Ailleurs en Europe, une gestion cohérente et efficace passe obligatoirement :

-> par une estimation fiable de l’état des populations

-> Recensement des terriers, tableaux de chasse, mortalité routière • Une chasse « éthique » et convenablement réglée ne doit pas menacer les populations animales exploitées

-> Bannir l’utilisation de poison, gaz et pièges divers

-> Surveiller le braconnage, interdire le déterrage

• Dans les régions où hommes et blaireaux sont en conflit

-> Trouver des solutions pragmatiques qui excluent l’élimination des animaux !

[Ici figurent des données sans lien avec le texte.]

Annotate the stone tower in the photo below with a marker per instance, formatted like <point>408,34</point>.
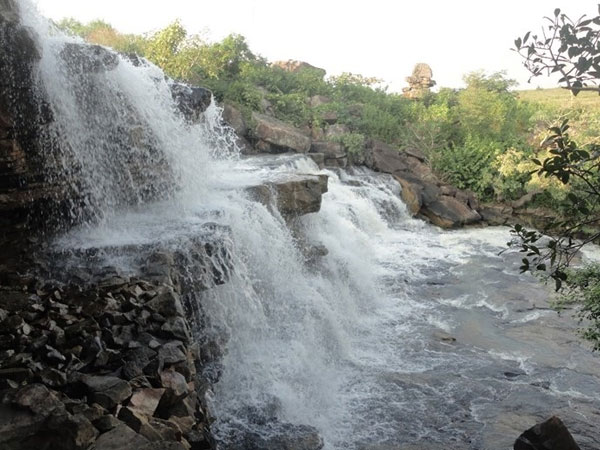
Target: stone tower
<point>419,82</point>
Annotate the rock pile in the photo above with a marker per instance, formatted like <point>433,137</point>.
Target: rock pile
<point>419,82</point>
<point>112,365</point>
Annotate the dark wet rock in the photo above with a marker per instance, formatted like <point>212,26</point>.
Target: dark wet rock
<point>279,135</point>
<point>235,119</point>
<point>145,401</point>
<point>192,101</point>
<point>422,191</point>
<point>167,304</point>
<point>107,391</point>
<point>17,427</point>
<point>278,436</point>
<point>120,438</point>
<point>136,361</point>
<point>172,353</point>
<point>85,58</point>
<point>75,432</point>
<point>448,212</point>
<point>106,423</point>
<point>551,434</point>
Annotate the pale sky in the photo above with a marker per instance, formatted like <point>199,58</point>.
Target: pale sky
<point>371,37</point>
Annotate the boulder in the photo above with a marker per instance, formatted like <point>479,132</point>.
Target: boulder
<point>329,149</point>
<point>549,435</point>
<point>295,66</point>
<point>107,391</point>
<point>85,58</point>
<point>384,158</point>
<point>120,438</point>
<point>448,212</point>
<point>279,134</point>
<point>293,196</point>
<point>496,214</point>
<point>419,82</point>
<point>191,101</point>
<point>145,401</point>
<point>235,119</point>
<point>411,196</point>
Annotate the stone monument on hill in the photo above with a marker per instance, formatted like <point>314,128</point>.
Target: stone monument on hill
<point>419,82</point>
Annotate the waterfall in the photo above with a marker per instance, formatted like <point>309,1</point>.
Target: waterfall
<point>371,326</point>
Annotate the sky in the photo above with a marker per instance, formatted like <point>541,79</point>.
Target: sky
<point>375,38</point>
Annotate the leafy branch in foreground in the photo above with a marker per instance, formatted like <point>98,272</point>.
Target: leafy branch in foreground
<point>565,46</point>
<point>580,168</point>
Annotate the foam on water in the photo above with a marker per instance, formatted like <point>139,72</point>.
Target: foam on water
<point>346,343</point>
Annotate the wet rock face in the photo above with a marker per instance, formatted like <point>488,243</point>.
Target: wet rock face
<point>275,136</point>
<point>192,101</point>
<point>423,193</point>
<point>549,435</point>
<point>28,188</point>
<point>109,358</point>
<point>293,197</point>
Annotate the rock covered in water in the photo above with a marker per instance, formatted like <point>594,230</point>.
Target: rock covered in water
<point>85,58</point>
<point>551,434</point>
<point>423,193</point>
<point>278,136</point>
<point>192,101</point>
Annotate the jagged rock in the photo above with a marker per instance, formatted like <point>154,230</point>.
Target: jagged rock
<point>295,66</point>
<point>38,399</point>
<point>419,82</point>
<point>496,214</point>
<point>136,361</point>
<point>411,196</point>
<point>171,353</point>
<point>17,427</point>
<point>85,58</point>
<point>145,401</point>
<point>75,432</point>
<point>235,119</point>
<point>120,438</point>
<point>107,391</point>
<point>280,135</point>
<point>421,190</point>
<point>318,158</point>
<point>448,212</point>
<point>175,385</point>
<point>106,423</point>
<point>191,101</point>
<point>549,435</point>
<point>279,437</point>
<point>329,149</point>
<point>176,328</point>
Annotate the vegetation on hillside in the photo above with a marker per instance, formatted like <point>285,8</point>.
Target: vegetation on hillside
<point>484,137</point>
<point>480,138</point>
<point>570,48</point>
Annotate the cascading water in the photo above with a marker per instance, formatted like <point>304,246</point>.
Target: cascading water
<point>398,334</point>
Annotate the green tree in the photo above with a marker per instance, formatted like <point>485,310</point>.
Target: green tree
<point>570,48</point>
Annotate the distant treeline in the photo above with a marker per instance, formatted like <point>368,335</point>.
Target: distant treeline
<point>480,138</point>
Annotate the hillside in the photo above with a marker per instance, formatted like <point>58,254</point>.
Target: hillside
<point>561,98</point>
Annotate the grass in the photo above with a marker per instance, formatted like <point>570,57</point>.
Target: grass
<point>561,98</point>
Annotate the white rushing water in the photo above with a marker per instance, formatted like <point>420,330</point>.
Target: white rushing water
<point>401,334</point>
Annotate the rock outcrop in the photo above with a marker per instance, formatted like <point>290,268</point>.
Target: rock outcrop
<point>275,136</point>
<point>419,82</point>
<point>299,66</point>
<point>549,435</point>
<point>423,193</point>
<point>293,196</point>
<point>107,358</point>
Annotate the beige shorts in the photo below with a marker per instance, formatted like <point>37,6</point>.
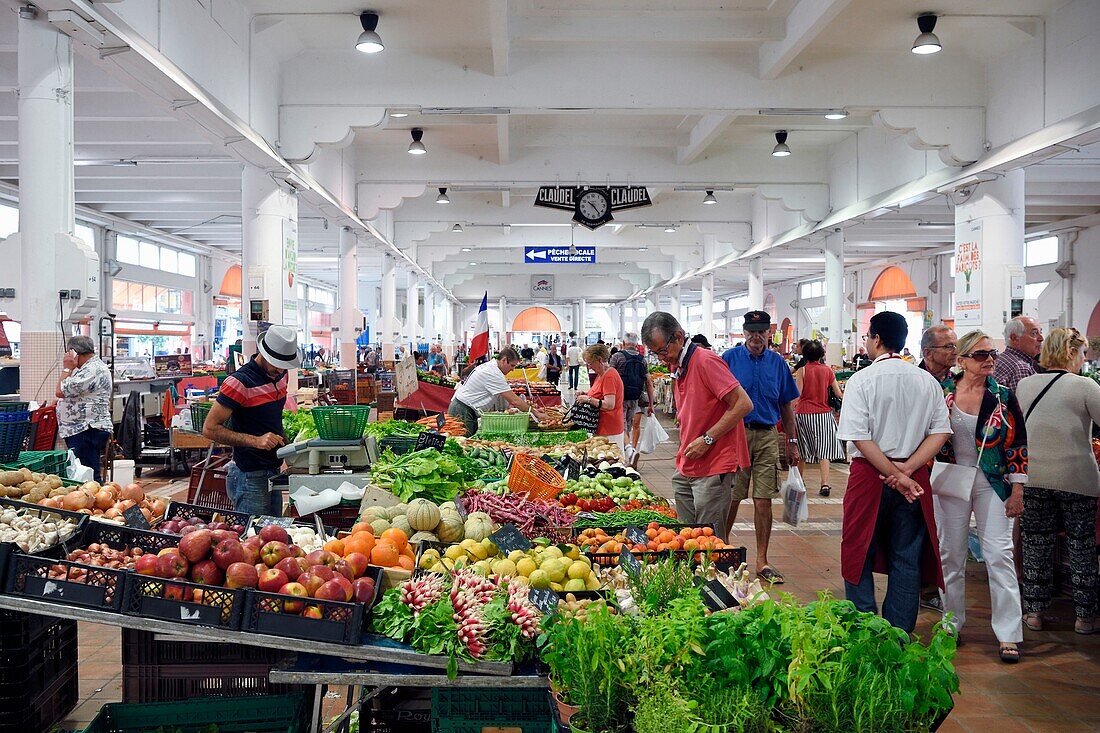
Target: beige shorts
<point>763,453</point>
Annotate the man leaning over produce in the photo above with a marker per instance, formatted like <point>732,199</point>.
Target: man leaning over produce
<point>254,396</point>
<point>711,405</point>
<point>485,389</point>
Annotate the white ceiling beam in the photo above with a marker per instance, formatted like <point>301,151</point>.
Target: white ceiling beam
<point>803,23</point>
<point>708,129</point>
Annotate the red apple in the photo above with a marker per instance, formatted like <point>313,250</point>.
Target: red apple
<point>330,591</point>
<point>322,570</point>
<point>343,568</point>
<point>294,589</point>
<point>228,551</point>
<point>172,566</point>
<point>146,565</point>
<point>241,575</point>
<point>274,533</point>
<point>358,562</point>
<point>196,545</point>
<point>363,590</point>
<point>271,580</point>
<point>290,567</point>
<point>208,573</point>
<point>273,553</point>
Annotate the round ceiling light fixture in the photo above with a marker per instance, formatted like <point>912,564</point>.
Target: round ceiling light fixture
<point>927,42</point>
<point>781,150</point>
<point>369,41</point>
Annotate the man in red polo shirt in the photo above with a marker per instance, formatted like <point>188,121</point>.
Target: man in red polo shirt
<point>711,405</point>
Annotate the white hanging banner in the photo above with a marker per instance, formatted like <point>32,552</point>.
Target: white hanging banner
<point>968,275</point>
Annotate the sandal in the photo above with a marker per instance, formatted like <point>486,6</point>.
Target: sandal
<point>1010,654</point>
<point>772,576</point>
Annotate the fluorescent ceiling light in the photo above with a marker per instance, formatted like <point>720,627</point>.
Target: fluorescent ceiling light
<point>926,43</point>
<point>369,41</point>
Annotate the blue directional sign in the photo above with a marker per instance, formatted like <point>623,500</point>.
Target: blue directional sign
<point>559,255</point>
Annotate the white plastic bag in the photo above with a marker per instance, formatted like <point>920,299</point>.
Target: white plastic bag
<point>652,435</point>
<point>795,510</point>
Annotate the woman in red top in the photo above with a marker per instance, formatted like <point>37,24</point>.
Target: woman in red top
<point>813,415</point>
<point>606,391</point>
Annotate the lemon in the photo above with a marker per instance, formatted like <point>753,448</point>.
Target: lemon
<point>539,580</point>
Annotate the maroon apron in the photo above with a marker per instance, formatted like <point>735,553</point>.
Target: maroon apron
<point>860,512</point>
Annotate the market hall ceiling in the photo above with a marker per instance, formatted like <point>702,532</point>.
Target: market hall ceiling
<point>682,97</point>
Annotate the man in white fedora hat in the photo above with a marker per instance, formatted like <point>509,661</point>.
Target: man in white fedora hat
<point>253,396</point>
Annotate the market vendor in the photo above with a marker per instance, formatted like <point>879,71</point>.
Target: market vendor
<point>485,389</point>
<point>254,396</point>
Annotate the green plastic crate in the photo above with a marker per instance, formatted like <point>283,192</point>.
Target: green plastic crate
<point>340,422</point>
<point>457,710</point>
<point>265,713</point>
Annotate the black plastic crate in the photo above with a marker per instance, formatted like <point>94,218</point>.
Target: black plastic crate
<point>141,647</point>
<point>183,601</point>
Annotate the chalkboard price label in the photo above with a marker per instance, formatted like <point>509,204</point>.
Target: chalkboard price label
<point>508,538</point>
<point>135,518</point>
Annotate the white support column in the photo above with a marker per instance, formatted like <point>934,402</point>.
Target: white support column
<point>834,296</point>
<point>756,284</point>
<point>45,195</point>
<point>350,315</point>
<point>706,291</point>
<point>268,253</point>
<point>387,329</point>
<point>989,244</point>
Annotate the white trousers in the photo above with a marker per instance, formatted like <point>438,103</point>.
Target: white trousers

Pour compléter vos observations de terrain, je vous invite à la lecture de références scientifiques, par exemple la monographie consacrée au blaireau chez "eveil nature/belin" intitulé "le blaireau" ou bien le tout denier ouvrage du même Emmanuel Do Linh San chez Delachaux et Niestlé, Collection « Les sentiers du naturaliste », intitulé Le blaireau d’Eurasie (Prix eyrolles.com : 23,75 euros).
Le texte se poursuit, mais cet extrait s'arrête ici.